Resources Browser¶
The Resources Browser is the file manager for your project's assets. It lets you import new files, preview existing resources, drag assets into scenes, assign them to components, and open specialized tool windows such as the Sprite Slicer and Tileset Slicer.
Supported resource types¶
| Type | Extensions | Typical use |
|---|---|---|
| Textures | PNG, JPG, BMP, TGA, PSD, HDR | Sprites, UI images, albedo/normal/roughness/metallic maps, skyboxes |
| Models | GLTF, GLB, OBJ | 3D meshes, skeletons, animations, morph targets |
| Audio | OGG, WAV, MP3, FLAC | Sound effects, music, 3D spatial audio |
| Fonts | TTF, OTF | Text and UI rendering |
| Scenes | YAML scene files | Saved scenes and child scene references |
| Bundles | YAML bundle files | Reusable entity hierarchies (prefab-like) |
| Shaders | Shader data files | Built, serialized, and loaded shader programs |
| Scripts | LUA, CPP, H | Gameplay logic files |
Previews¶
The browser includes inline preview renderers. Select a resource to see:
- Texture preview — full image with mip-level and channel controls.

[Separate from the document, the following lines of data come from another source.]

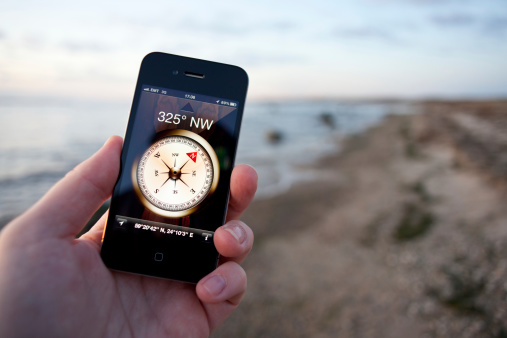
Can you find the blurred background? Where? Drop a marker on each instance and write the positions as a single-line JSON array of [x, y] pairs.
[[382, 122]]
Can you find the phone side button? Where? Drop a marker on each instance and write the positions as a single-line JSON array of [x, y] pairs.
[[159, 257]]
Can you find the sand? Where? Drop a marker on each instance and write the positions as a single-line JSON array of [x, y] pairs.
[[403, 233]]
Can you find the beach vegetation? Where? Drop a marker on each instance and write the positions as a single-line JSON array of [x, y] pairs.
[[415, 222]]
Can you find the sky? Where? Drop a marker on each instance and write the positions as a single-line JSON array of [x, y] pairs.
[[290, 49]]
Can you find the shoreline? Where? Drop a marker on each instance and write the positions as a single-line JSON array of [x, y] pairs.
[[399, 236]]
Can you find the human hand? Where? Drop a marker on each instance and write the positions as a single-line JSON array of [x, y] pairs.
[[52, 284]]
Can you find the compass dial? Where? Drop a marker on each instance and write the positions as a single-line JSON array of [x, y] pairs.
[[176, 174]]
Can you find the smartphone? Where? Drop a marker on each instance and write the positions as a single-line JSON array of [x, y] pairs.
[[178, 154]]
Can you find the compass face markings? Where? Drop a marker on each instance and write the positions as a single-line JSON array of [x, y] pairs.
[[191, 174]]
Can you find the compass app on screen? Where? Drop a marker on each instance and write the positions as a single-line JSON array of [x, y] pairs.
[[175, 180]]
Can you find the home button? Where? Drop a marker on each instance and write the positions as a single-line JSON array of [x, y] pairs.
[[159, 256]]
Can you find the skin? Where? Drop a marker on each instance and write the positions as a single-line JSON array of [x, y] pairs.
[[54, 285]]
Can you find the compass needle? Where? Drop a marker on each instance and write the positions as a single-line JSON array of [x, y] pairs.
[[165, 182], [200, 177], [168, 167], [183, 182], [184, 164]]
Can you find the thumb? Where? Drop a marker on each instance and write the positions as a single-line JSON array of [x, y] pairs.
[[70, 203]]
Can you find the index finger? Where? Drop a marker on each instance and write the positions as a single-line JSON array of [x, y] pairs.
[[243, 188]]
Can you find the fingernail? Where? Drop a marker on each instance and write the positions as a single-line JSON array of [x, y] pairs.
[[215, 284], [237, 231]]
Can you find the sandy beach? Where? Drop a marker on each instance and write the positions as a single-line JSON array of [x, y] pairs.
[[403, 233]]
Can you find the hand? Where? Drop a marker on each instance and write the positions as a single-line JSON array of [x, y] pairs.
[[54, 285]]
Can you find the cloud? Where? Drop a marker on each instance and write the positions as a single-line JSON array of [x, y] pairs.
[[367, 33], [83, 46], [496, 25], [454, 19]]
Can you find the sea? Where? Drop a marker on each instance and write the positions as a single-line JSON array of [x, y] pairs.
[[42, 139]]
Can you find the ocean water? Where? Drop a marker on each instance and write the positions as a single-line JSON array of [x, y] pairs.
[[42, 140]]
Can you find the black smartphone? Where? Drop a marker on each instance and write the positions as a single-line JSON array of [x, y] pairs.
[[176, 163]]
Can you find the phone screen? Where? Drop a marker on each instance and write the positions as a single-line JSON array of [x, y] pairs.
[[173, 188]]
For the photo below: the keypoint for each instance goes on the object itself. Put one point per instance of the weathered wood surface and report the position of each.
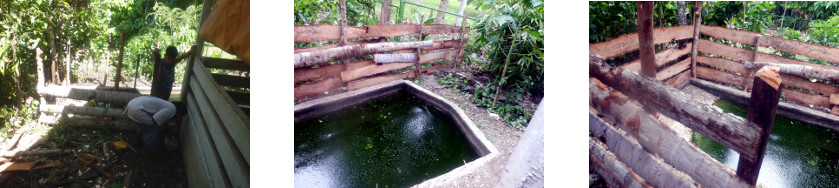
(613, 171)
(308, 59)
(629, 42)
(314, 33)
(660, 138)
(308, 73)
(762, 106)
(785, 109)
(661, 58)
(805, 71)
(653, 169)
(724, 128)
(672, 70)
(227, 64)
(645, 38)
(233, 159)
(792, 46)
(232, 81)
(678, 79)
(697, 22)
(358, 84)
(113, 97)
(85, 110)
(375, 69)
(317, 87)
(395, 58)
(235, 122)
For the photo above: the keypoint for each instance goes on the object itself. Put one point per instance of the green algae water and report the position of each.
(394, 141)
(798, 154)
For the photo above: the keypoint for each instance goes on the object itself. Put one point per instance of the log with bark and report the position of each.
(308, 59)
(114, 97)
(653, 169)
(658, 137)
(727, 129)
(615, 172)
(799, 70)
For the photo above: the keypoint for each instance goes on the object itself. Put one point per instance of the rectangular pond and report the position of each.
(797, 155)
(393, 138)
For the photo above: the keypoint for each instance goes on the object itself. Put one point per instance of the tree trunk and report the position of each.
(459, 21)
(85, 111)
(653, 169)
(385, 17)
(116, 98)
(118, 78)
(659, 138)
(615, 172)
(727, 129)
(308, 59)
(680, 7)
(799, 70)
(645, 38)
(441, 16)
(395, 58)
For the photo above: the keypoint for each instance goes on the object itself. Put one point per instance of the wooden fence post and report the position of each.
(697, 21)
(766, 92)
(645, 38)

- Model preview — interactive 3D view with orbit navigation, lighting, and material display.
- Material preview — shaded sphere with the PBR material applied.
- Font preview — sample text at the font's supported sizes.
- Audio preview — waveform display and play button.
Use previews to catch missing textures, wrong scale, or broken imports before dropping assets into a scene.
Importing assets¶
Copy files into your project folder or drag them from your OS file manager into the Resources Browser. The editor scans the asset directories on startup and whenever the project folder changes.
File naming
Use lowercase, hyphen-or-underscore-separated file names without spaces. Consistent naming avoids case-sensitivity issues on Linux and Android and makes asset paths predictable in scripts.
Dragging assets into scenes¶
Drag a texture, model, audio file, or scene directly from the Resources Browser:
| Asset type | Drop target | Result |
|---|---|---|
| Texture | Scene view | Creates a Sprite entity with the texture assigned |
| Model (GLTF/OBJ) | Scene view | Creates a Model entity and loads the file |
| Audio | Scene view | Creates a Sound entity with the file assigned |
| Scene / bundle | Scene view or hierarchy | Adds the scene as a child scene or creates a bundle instance |
| Texture | A component field | Assigns the texture to that field |
Context menu¶
Right-click any resource to access:
- Open — opens the file with the appropriate editor tool.
- Open in Sprite Slicer — opens the texture in the Sprite Slicer tool.
- Open in Tileset Slicer — opens the texture in the Tileset Slicer tool.
- Rename — renames the file on disk and updates scene references.
- Delete — removes the file from the project.
- Show in OS — reveals the file in the system file manager.
Sprite and tileset slicing¶
Two dedicated slicer tools process sprite sheets and tilesets:
Sprite Slicer¶
The Sprite Slicer divides a texture into named frames for sprite animation or individual sprite display. Supports grid-based slicing (uniform cell size) and free-form rectangle drawing for irregular layouts.
![]()
See Sprite Slicer for the complete workflow.
Tileset Slicer¶
The Tileset Slicer splits a tileset texture into uniformly-sized tiles and assigns each tile a numeric ID. Those IDs are used when painting tiles in the Tilemap editor and when defining tile data in scripts.
See Tileset Slicer for the complete workflow.
Organization guidelines¶
- Keep source art, imported assets, and generated data in separate folders.
- Separate audio by category:
sounds/effects/,sounds/music/, etc. - Prefer GLTF for animated or material-rich 3D assets; OBJ for simple static geometry.
- Store collision meshes separately from visual meshes.
- Remove unused large assets before exporting mobile or web builds to keep bundle sizes small.